First Person is a series of interviews with the first authors of a selection of papers published in Biology Open, helping early-career researchers promote themselves alongside their papers. Sepideh Fallah is first author on ‘ Src family kinases inhibit differentiation of intestinal epithelial cells through the Hippo effector YAP1’, published in BiO. Sepideh is a postdoctoral researcher in the lab of Prof. Jean-François Beaulieu at Université de Sherbrooke, Quebec, Canada, investigating how SFKs negatively regulate the differentiation of absorptive and goblet cells through upregulating of YAP1 activity.
What is your scientific background and the general focus of your lab?
After completing a degree in veterinary medicine, I decided to pursue graduate studies in cell biology. I began my PhD research under the guidance of Prof. Jean-François Beaulieu in the Intestinal Physiopathology Laboratory at the Université de Sherbrooke. The gastrointestinal tract and accessory organs of digestion (pancreas, liver and gall bladder) are responsible for more cancers and subsequent deaths than any other system in the human body. In our lab we study the identification of important signals involved in human intestinal inflammation and cancer. My research interests lie in finding the mechanisms involved in differentiation, stemness and proliferation of intestinal epithelial cells by investigating the role of the Hippo pathway effectors Yes-associated protein 1 (YAP1) and its paralog transcriptional co-activator with PDZ-binding motif (TAZ or WWTR1) in colorectal cancer cell lines.
How would you explain the main findings of your paper to non-scientific family and friends?
The inner part of the intestinal tract is covered by a single layer of epithelial cells that are continuously replaced by new cells provided by stem cells. The stem cells expand and generate new stem cells and progenitor cells. Progenitor cells multiply before differentiating into absorptive and secretory cells, which are required for the absorption of nutrients and protection against pathogens. Various factors have been known to be involved in the replication and differentiation of intestinal epithelial cells. In our study, we used human colorectal cancer cells to investigate the mechanism by which intestinal stem cells give rise to differentiated and mature epithelial cells. To do so, we alternately removed some specific proteins to determine their effects on differentiation.

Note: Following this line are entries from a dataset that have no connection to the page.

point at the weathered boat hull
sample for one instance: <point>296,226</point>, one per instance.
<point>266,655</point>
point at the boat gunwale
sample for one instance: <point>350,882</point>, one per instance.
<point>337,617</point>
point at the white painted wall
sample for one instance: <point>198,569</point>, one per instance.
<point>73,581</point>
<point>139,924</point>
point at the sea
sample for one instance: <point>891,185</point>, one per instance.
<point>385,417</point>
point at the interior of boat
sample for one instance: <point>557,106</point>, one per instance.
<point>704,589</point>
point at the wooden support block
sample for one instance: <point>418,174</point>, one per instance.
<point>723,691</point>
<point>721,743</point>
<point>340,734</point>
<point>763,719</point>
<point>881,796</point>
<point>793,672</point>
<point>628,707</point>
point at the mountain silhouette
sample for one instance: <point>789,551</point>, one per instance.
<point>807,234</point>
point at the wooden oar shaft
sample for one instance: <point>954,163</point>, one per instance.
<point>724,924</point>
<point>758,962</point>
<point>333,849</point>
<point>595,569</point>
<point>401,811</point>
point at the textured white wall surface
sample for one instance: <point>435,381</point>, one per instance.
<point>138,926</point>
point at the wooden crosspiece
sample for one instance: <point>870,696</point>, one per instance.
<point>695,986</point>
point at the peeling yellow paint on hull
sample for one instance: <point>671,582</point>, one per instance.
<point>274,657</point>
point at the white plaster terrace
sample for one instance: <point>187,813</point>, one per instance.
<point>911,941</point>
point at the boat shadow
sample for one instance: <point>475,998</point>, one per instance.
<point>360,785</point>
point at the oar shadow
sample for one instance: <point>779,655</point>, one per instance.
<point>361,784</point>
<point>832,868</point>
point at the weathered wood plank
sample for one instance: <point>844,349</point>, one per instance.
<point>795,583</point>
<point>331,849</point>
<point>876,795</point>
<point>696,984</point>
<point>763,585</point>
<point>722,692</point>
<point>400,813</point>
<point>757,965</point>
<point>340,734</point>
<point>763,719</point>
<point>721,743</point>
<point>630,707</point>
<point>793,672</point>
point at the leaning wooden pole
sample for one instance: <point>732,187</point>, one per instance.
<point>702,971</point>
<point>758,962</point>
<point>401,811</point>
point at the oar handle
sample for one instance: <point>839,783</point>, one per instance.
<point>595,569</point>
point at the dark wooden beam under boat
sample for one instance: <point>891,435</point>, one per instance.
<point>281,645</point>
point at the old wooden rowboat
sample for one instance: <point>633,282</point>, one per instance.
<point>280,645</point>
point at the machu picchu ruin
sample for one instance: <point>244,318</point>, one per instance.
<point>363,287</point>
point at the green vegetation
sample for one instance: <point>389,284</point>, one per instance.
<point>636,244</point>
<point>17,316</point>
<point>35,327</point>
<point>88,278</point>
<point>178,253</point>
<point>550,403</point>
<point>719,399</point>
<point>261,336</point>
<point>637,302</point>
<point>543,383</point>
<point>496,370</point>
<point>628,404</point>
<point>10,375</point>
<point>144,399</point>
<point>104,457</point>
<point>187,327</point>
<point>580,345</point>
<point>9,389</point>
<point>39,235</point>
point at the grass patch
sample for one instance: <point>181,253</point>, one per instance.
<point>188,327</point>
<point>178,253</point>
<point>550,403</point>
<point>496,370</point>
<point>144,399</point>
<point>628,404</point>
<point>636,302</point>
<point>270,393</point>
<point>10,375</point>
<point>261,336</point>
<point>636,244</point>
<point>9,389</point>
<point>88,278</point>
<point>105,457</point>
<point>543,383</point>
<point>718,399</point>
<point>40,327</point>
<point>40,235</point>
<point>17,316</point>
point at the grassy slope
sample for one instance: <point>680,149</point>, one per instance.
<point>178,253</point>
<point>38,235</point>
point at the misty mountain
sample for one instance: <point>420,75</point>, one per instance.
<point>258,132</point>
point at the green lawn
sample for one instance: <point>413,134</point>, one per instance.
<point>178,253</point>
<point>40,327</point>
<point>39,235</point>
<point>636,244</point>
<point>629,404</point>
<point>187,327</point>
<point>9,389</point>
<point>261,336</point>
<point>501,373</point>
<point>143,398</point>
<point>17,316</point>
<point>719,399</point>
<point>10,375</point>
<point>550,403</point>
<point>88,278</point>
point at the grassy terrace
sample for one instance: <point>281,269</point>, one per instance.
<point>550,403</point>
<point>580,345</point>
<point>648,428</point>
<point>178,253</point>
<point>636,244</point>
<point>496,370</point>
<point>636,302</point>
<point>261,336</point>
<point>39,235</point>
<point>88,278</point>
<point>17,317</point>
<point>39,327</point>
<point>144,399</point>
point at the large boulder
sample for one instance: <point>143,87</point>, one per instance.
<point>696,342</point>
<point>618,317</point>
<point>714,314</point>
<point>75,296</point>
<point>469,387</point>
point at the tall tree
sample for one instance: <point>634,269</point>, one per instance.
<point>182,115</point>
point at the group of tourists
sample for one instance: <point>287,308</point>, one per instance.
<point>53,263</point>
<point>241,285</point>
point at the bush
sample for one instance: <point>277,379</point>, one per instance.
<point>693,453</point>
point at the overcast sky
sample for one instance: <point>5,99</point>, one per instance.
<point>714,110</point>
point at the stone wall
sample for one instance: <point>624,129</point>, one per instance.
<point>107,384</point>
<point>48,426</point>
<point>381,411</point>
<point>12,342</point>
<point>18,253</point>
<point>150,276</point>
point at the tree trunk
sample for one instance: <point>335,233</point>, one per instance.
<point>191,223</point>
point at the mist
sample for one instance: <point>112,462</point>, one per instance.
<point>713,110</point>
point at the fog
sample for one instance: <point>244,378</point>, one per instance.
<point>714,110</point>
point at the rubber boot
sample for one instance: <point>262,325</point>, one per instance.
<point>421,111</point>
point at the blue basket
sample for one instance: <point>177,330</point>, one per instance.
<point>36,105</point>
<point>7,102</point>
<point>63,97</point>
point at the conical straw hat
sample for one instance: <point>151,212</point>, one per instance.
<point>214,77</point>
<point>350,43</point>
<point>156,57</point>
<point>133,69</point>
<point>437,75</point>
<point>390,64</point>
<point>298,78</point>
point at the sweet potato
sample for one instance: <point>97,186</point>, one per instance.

What are the potential implications of these results for your field of research?
The Hippo pathway plays a significant role in intestinal homeostasis and regeneration, while its effector YAP1/TAZ is known to be a driver of tumor formation and progression in many cancers including colorectal cancers. Studies using several experimental models have shown that tumor growth and metastasis can be inhibited by restricting the aberrant activation of YAP1/TAZ. Therefore, YAP1/TAZ may be considered to be a therapeutic target. However, considering that YAP1/TAZ plays an important role in normal tissues, preventing YAP1/TAZ activity in cancer patients may lead to adverse side effects. On the other hand, Src family kinases, which are associated with tumor development and metastasis, have been reported to act as regulators of the YAP1/TAZ co-activator in other systems. Therefore, knowing the mechanisms by which YAP1/TAZ activity is regulated could lead to the discovery of new cancer treatment strategies for colorectal cancer.
What has surprised you the most while conducting your research?
I was amazed to learn that hundreds of signals communicate with each other to allow homeostasis of the smallest unit of the body – cells. And that a malfunction of any one of these signals could result in a vast problem for the entire organism. More specifically in my research was the fact that the pharmacological inhibition of Src family kinases results in an almost complete abolition of YAP1 expression without significantly affecting its paralog TAZ.
What changes do you think could improve the professional lives of early-career scientists?
Early-career scientists must work hard to find their place in academia and/or industry. The lack of adequate funding in various laboratories prevents early-career scientists from applying their fresh scientific ideas. In addition, most laboratories/companies insist on hiring only scientists with extensive expertise, which may require several years of experience in different work areas. It would be helpful if governments would allocate more funding to support early-career scientists and encourage enterprises to recruit entry-level researchers through paid internships.
“The lack of adequate funding in various laboratories prevents early-career scientists from applying their fresh scientific ideas.”
What's next for you?
Due to my keen interest in the research environment, I would like to pursue a future in R&D. Currently, as a postdoctoral fellow, I am studying the role of the YAP1 paralog transcriptional co-activator TAZ on intestinal epithelial cell differentiation. Despite similarities between YAP1 and TAZ, there is growing evidence that they can be distinguished by structural and functional aspects. Therefore, I aim to investigate how they can act individually in differentiation and proliferation. In the near future, I hope to continue exploring cellular mechanisms involved in the regulation of gene expression and cell behavior.